Based on the demonstrated feasibility of using CGM sensors longer than its intended use in this study and the introduction of sensors by other manufacturers with longer duration, we expect a general trend of CGM labeling for longer term use. If that happens and unit prices are kept the same, future cost-effectiveness studies will likely show CGM to be cost-effective. This will likely pave the way for broader use of CGM sensors in type 1 diabetes patients.
Conclusion
The results of the study showed a statistically significant and clinically relevant decrease in HbA1c of 0.56% (6.1 mmol/mol) comparing CSII + SMBG to SAPT. In patients using CGM sensors 100% of the time the reduction in HbA1c was even larger, with 0.9% (9.8 mmol/mol). Higher CGM use led to lower HbA1c levels, even when using sensors longer than their intended use.

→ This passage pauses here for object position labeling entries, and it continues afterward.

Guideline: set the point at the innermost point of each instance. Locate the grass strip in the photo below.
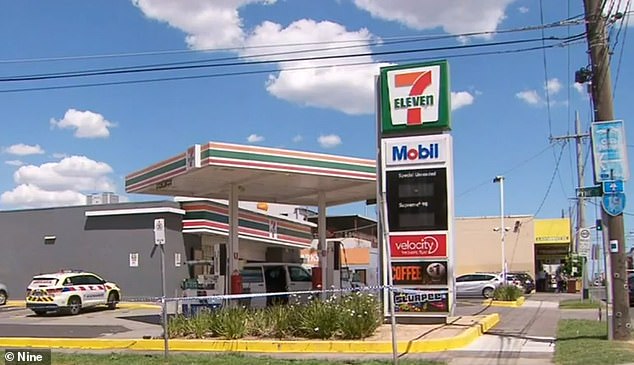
(586, 342)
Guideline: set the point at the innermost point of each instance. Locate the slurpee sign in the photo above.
(414, 98)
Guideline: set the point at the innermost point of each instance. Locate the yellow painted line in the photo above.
(420, 346)
(133, 305)
(501, 303)
(16, 303)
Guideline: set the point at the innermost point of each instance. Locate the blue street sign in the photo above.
(609, 151)
(613, 203)
(612, 186)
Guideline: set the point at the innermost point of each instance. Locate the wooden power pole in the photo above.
(604, 111)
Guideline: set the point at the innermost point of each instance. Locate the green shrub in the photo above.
(507, 293)
(282, 320)
(319, 318)
(230, 323)
(353, 316)
(360, 315)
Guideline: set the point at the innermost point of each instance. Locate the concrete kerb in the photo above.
(262, 346)
(503, 303)
(122, 305)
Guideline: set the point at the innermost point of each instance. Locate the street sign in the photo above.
(588, 192)
(159, 231)
(613, 203)
(613, 186)
(583, 242)
(609, 151)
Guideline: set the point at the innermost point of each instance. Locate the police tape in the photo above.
(220, 298)
(225, 297)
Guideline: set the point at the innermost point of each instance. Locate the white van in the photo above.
(273, 278)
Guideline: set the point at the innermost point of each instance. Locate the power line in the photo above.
(237, 62)
(241, 73)
(576, 20)
(551, 182)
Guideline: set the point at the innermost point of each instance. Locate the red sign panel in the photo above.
(418, 246)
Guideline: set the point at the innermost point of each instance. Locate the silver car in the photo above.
(4, 294)
(477, 285)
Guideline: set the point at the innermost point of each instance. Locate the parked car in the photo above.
(4, 294)
(477, 284)
(70, 290)
(274, 278)
(522, 279)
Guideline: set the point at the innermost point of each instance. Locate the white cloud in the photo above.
(460, 99)
(581, 88)
(254, 138)
(58, 183)
(22, 149)
(454, 16)
(14, 162)
(71, 173)
(32, 196)
(529, 96)
(329, 141)
(208, 24)
(553, 86)
(316, 83)
(86, 124)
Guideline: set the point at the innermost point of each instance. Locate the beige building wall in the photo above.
(478, 247)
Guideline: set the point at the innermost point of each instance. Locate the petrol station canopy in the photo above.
(261, 174)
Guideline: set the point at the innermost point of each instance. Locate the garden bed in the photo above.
(353, 316)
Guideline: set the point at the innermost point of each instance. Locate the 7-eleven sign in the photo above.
(414, 97)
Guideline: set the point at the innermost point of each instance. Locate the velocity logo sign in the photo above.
(414, 97)
(418, 246)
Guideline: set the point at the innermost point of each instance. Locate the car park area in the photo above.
(128, 321)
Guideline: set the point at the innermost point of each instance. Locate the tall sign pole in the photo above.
(416, 191)
(159, 240)
(606, 167)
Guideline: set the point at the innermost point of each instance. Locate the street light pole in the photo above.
(500, 179)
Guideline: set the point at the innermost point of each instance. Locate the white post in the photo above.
(500, 179)
(233, 250)
(323, 246)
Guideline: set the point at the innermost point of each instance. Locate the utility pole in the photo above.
(604, 111)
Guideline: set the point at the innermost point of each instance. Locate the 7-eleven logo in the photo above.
(414, 94)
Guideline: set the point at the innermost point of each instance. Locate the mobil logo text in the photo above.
(418, 246)
(419, 152)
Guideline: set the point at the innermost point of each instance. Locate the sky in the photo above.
(93, 91)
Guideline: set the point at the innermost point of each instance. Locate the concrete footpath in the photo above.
(479, 334)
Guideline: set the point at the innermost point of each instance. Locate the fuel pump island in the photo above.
(415, 190)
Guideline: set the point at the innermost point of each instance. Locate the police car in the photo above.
(70, 290)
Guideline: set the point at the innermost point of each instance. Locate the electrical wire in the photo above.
(237, 62)
(545, 64)
(488, 181)
(541, 205)
(618, 68)
(576, 20)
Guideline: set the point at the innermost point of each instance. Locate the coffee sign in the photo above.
(418, 246)
(419, 273)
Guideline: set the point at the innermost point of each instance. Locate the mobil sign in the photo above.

During the extended use of CGM sensors, the level of complications declined following use of CGM and no major adverse events due to sensor functionality were reported, indicating that off-label use of the specific CGM sensor as practiced in this study’s setting was safe.

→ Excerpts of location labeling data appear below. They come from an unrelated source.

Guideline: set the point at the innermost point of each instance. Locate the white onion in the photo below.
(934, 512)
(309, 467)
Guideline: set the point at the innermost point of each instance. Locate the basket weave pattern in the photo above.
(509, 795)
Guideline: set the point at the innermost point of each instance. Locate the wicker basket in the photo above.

The costs for SAPT in the first year following switch to CGM sensors used 92% of the time were 5771 USD and in the subsequent year 5224 USD. Costs for use of CSII + SMBG were 3573 USD two years before and 3791 USD one year before switching to SAP. The mean additional cost of SAPT compared to CSII + SMBG therefore was 1815 USD per year to reduce HbA1c levels by 0.56% (6.1 mmol/mol), which is substantially lower than other comparable cost-effectiveness studies and due to off-label sensor use. This leads us to expect CGM sensors labeled for longer use with improved cost-effectiveness.
Footnotes
Acknowledgements
The authors thank the patients of this study for their participation and willingness to answer the questionnaire to such large extent. The authors would like to gratefully acknowledge research funding from Torsten Söderbergs Stiftelse.
Author Contributions
PH designed the study including the questionnaire, collected and researched the data, and wrote the manuscript. LB is the clinically responsible author of this work and, as such, had full access to all the data in the study, collected data for the study, reviewed the manuscript, and takes responsibility for the integrity of the data and the accuracy of the data analysis.
Declaration of Conflicting Interests
The author(s) declared no potential conflicts of interest with respect to the research, authorship, and/or publication of this article.
Funding
The author(s) disclosed receipt of the following financial support for the research, authorship, and/or publication of this article: Torsten Söderbergs Stiftelse.